Tags: testing

Migrating from QuickCheck to Hedgehog: mixed results

I’ve known about Hedgehog from its early days. Having used QuickCheck before Hedgehog arrived, I am familiar with QuickCheck’s pain points, in particular the lack of automatic shrinking and the frustrations of its type class-driven approach. Hedgehog was designed to—and does—solve these problems.

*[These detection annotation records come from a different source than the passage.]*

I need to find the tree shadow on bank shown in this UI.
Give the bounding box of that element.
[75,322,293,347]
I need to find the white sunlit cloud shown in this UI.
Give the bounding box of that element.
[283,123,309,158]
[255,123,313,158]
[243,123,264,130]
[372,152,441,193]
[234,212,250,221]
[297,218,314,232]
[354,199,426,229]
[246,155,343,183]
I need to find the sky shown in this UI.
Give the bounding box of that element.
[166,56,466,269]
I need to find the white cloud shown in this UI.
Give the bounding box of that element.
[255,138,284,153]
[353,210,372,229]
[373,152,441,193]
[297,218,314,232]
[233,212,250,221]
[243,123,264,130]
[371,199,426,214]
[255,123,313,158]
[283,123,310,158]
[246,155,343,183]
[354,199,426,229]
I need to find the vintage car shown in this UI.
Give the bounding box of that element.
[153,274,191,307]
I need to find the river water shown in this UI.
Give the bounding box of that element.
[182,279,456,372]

Yet, being already a user of QuickCheck in most of my Haskell projects, I did not feel a need to make the switch. “Some day, but not today”. And finally, the day has come. In this post I will explain the catalyst and the results of the switch including a surprising and (for me) detrimental behavioural difference between QuickCheck and Hedgehog.

Background §

purebred-email is a comprehensive mail processing library. It has plenty of tests, example and property-based, including serialiser/parser round-trip tests. Email has a 7-bit (ASCII) wire format; there are various mechanisms for including 8-bit data in messages. For including 8-bit data in header values, RFC 2047 defines the encoded-word mechanism. Serialised Unicode data in the To and From headers can look something like this:

MIME-Version: 1.0
From: =?utf-8?B?0JDQu9C40YHQsA==?= <alice@example.com>
To: =?utf-8?Q?Riob=C3=A1rd_Baker?= <bob@example.net>
Content-Transfer-Encoding: 7bit
Content-Disposition: inline
Content-Type: text/plain; charset=us-ascii

Hello, Bob!

Recently someone filed an issue that purebred-email was not encoding the display name part of email addresses properly. It was indeed the case that raw UTF-8 data was appearing in the rendered message. Alongside a candidate fix I took the opportunity to add a round-trip QuickCheck property that would test serialisation and re-parsing of an email address with arbitrary mailboxes in the From header. The display name part of the mailbox could include Unicode characters. The property, and some related generators, were defined as follows:

prop_messageRoundTrip :: Property
prop_messageRoundTrip = forAll genMailbox $ \mailbox ->
  let
    l = headerFrom defaultCharsets
    msg = set l [mailbox] (createTextPlainMessage "Hello")
  in
    (view l <$> parse (message mime) (renderMessage msg))
    == Right [mailbox]

genDomain :: Gen Domain
genDomain = DomainDotAtom <$> genDotAtom

genDotAtom :: Gen (NonEmpty B.ByteString)
genDotAtom = fromList <$> listOf1 fragment
  where
  fragment = B.pack <$> listOf1 atext
  atext = arbitrary `suchThat` isAtext

genLocalPart :: Gen B.ByteString
genLocalPart = fold . intersperse "." <$> genDotAtom

genAddrSpec :: Gen AddrSpec
genAddrSpec = AddrSpec <$> genLocalPart <*> genDomain

genMailbox :: Gen Mailbox
genMailbox = Mailbox <$> arbitrary <*> genAddrSpec

Note that I explicitly define and directly use the generators. Defining Arbitrary instances for these types was too restrictive. I also felt it would be difficult to implement accurate and useful shrinking heuristics for these domain objects.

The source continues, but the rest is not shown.